Manuel Atencia, Jérôme David, Jérôme Euzenat, Amedeo Napoli, and Jérémy
                                 Vizzini

 Univ. Grenoble Alpes, Inria, CNRS, Grenoble INP, LIG, F-38000 Grenoble, France
                          Firstname.Lastname@inria.fr



         Abstract. Data interlinking is an important task for linked data inter-
         operability. One of the possible techniques for finding links is the use of
         link keys which generalise relational keys to pairs of RDF models. We
         show how link key candidates may be directly extracted from RDF data
         sets by encoding the extraction problem in relational concept analysis.
         This method deals with non functional properties and circular dependent
         link key expressions. As such, it generalises those presented for non de-
         pendent link keys and link keys over the relational model. The proposed
         method is able to return link key candidates involving several classes at
         once.


   In this extended abstract, we describe the content of [2] by avoiding technical
descriptions related to the domain. Interested readers are referred to the original
paper for more details.

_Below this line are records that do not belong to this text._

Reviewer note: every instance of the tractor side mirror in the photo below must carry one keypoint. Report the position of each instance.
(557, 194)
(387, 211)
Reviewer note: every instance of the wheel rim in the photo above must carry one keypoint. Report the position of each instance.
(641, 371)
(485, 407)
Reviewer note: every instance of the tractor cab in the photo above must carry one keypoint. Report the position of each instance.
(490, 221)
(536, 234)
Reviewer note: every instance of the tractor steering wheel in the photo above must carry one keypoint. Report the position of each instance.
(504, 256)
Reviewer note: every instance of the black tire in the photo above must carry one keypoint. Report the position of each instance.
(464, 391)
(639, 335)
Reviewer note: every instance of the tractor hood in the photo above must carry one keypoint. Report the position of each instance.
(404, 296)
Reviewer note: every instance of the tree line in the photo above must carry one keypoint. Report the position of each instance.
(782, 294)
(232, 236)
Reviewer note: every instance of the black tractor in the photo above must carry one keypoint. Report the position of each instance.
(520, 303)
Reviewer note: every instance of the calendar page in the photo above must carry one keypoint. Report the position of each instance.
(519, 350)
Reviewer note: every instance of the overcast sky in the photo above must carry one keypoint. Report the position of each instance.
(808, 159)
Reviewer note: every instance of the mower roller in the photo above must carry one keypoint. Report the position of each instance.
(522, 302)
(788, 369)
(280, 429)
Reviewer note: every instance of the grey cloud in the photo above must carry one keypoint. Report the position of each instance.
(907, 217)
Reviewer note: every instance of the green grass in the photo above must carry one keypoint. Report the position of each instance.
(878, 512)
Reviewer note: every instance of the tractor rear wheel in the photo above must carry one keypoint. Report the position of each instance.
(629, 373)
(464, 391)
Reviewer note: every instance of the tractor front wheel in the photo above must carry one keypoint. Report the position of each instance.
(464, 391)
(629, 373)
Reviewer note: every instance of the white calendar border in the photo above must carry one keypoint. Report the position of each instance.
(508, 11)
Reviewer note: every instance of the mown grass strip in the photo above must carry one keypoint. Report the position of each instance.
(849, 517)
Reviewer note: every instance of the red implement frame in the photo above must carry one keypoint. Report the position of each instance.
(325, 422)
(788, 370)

To facilitate the compared reading, we explicitly refer to
the original definitions and properties.


1     Interlinking RDF data sets

Interlinking RDF data sets is an important operation for linked (open) data on
which research is currently very active.


1.1     RDF data sets and linked data

Linked data aims at publishing data expressed in RDF (Resource Description
Framework) at the scale of the worldwide web [6,12]. In this paper we consider
RDF data sets as sets of triples. We simply identify properties as the IRIs in
predicate position in one of these triples and classes as the IRIs found in the
codomain of the rdf:type predicates. This is the only schema information that
is used. These data sets are not required to share vocabulary elements beside
the RDF (for rdf:type) and OWL (for owl:sameAs) vocabularies.
    Heterogeneous data sets interoperate through links which identify individuals
across them. An important added value of linked data arises from the links

Copyright © 2019 for this paper by its authors. Use permitted under Creative Commons License Attribution 4.0 International (CC BY 4.0).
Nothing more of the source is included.